The statistics tell the story. Over the last four years, there have been 1,475 runway-incursion incidents at controlled airports in the U.S., an average of one a day. Data from other countries are not readily available, but experts say incursions are on the rise worldwide. While the Federal Aviation Administration has focused primarily on pilot education initiatives to warn of the dangers of incursions, avionics makers have other ideas.
One in particular, Aviation Communication & Surveillance Systems (ACSS), a joint L-3 Communications and Thales company, this week is introducing the surface area movement management (SAMM) software application, technology intended to warn pilots of runway and taxiway incursions. Part of a broader set of software-based cockpit products based ADS-B (automatic dependent surveillance-broadcast) technology called SafeRoute, SAMM is not a “product” in the traditional sense. Rather, it is platform-independent software that can be installed as part of an ACSS product or hosted within another avionics manufacturer’s box. The software leverages other technologies already installed aboard the aircraft to display diagrams of runways and taxiways and warn of potential danger.
Kris Ganase, president of ACSS, based in Phoenix, Arizona, said SAMM technology culls information from other systems, including GPS receivers, ADS-B systems, mode-S transponders and so on, to provide on-screen and aural warnings on the airport surface. The company is in talks with customers to determine what warning are appropriate, but Ganase said ACSS engineers think they have a pretty good idea of what will be required.

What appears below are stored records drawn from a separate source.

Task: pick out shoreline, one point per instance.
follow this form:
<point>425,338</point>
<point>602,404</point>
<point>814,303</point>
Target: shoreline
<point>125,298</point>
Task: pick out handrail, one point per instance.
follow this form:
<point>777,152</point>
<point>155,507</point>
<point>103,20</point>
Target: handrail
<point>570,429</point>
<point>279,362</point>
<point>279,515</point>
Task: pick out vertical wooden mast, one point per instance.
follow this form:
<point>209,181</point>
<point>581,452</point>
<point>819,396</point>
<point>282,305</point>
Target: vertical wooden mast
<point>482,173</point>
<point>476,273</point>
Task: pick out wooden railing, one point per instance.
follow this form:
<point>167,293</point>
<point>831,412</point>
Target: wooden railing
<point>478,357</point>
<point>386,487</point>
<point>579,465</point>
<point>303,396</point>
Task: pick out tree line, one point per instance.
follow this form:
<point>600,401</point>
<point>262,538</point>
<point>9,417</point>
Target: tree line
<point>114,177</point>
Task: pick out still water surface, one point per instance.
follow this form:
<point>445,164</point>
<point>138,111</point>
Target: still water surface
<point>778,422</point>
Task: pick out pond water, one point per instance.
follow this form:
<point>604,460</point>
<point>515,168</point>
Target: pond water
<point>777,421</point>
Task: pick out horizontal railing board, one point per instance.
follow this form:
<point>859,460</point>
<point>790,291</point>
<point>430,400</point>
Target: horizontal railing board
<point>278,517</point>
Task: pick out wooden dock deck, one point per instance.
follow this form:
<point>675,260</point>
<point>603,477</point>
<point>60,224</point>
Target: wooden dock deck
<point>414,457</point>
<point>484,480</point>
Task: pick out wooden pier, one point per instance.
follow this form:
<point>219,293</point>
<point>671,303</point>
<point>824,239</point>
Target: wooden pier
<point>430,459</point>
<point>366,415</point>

A competing concept is Honeywell’s runway awareness and advisory system (RAAS), a software add-on to the enhanced ground proximity warning system that uses a worldwide database of runways and taxiways to warn pilots if they are crossing a runway, trying to take off from a taxiway, are attempting to land on a runway that is too short or doing something that the software otherwise considers hazardous. But the Honeywell system is passive in that it does not scan for other aircraft or warn pilots if an aircraft has taxied onto the runway they are on.
The ACSS product goes one step further than RAAS by providing warnings based on the real-time airport environment. For example, if an airplane equipped with SAMM technology were to start its takeoff roll just as another airplane equipped with ADS-B, TIS-B (traffic information system-broadcast) or a mode-S transponder taxis onto the active runway, the cockpit display in the SAMM-equipped aircraft would immediately draw a red box around the active runway, highlight the threat aircraft in red and provide an aural alert, Ganase explained.

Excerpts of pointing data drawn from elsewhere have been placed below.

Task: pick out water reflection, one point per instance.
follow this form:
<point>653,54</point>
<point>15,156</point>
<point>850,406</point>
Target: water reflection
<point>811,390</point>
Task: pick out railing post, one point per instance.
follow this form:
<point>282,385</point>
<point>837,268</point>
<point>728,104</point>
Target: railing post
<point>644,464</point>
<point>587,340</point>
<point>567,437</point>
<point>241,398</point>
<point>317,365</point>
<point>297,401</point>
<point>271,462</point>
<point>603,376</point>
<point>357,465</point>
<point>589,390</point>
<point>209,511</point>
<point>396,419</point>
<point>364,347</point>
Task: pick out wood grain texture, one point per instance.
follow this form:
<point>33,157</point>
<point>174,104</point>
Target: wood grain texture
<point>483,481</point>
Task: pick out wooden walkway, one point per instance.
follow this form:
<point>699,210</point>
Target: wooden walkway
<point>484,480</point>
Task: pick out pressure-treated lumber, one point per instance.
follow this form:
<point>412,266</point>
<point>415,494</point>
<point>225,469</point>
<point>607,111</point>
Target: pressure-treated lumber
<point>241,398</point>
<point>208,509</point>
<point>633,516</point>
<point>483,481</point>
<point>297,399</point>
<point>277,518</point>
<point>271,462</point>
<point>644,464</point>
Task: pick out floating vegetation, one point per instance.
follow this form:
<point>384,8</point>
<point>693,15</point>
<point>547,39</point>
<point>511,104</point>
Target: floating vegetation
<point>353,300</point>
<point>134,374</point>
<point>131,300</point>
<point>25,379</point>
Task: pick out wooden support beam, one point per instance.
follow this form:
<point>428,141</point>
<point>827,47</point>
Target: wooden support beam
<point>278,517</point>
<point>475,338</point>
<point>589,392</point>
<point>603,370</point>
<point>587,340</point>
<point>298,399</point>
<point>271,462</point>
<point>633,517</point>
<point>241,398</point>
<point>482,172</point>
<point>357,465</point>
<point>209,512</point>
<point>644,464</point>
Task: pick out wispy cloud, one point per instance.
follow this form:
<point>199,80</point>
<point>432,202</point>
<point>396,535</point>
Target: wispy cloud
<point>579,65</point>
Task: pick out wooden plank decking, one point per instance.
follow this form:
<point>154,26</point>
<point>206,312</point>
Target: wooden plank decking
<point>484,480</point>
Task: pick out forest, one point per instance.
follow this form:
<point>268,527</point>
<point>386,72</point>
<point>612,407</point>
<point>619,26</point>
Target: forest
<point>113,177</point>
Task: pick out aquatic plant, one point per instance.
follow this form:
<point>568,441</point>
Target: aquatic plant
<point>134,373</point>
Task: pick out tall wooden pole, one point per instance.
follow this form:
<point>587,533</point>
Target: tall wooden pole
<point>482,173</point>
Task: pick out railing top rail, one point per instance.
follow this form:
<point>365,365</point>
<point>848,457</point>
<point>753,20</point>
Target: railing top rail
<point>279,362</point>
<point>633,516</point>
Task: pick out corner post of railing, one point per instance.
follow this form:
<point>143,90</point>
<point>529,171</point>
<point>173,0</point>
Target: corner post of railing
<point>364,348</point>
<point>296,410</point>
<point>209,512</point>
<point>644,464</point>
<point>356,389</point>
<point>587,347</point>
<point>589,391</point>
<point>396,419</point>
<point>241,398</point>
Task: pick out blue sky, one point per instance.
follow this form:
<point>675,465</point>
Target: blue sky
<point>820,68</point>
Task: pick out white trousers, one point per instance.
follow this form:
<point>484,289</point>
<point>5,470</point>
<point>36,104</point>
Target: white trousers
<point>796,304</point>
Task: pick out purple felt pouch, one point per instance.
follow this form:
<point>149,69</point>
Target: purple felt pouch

“Our goal is to eliminate the nuisance alerts while providing pilots with useful tactical information based on real threats,” Ganase said.
The SAMM software will include a worldwide airport database including all facilities with runways 3,500 feet or longer. Flight testing of the concept is scheduled to get under way next year with certification anticipated in 2007. Announcement of a launch customer for the software is expected soon.
ACSS is also using the backdrop of the Paris Air Show to formally announce the company’s latest traffic alert and collision avoidance system, TCAS 3000. The qualifier “formally” must be used because ACSS actually launched the product two years ago when Dassault selected it as the standard TCAS for the Falcon 7X business jet. Ganase said ACSS did not want to announce TCAS 3000 at a time it was still selling its current product, TCAS 2000, which L-3 Communications and Thales acquired from Honeywell after its 1999 merger with AlliedSignal.
First flight of TCAS 3000 is anticipated later this month aboard the 7X, with technical standard order approval to follow by the end of the year, according to ACSS. The company also sells MASS, an enhanced TCAS for military aircraft; T2CAS, a combined TCAS 2000 and terrain awareness and warning system (TAWS); TAWS+, a standalone terrain alerts system; and Dlink+, a communications management unit, VHF datalink Mode 2 digital radio and control display unit in one package.
Ganase said ACSS plans to launch additional SafeRoute products in the future. While he declined to discuss specifics of what future SafeRoute offerings would comprise, he said the next product would address pilot situational awareness for flight operations in the airport terminal area.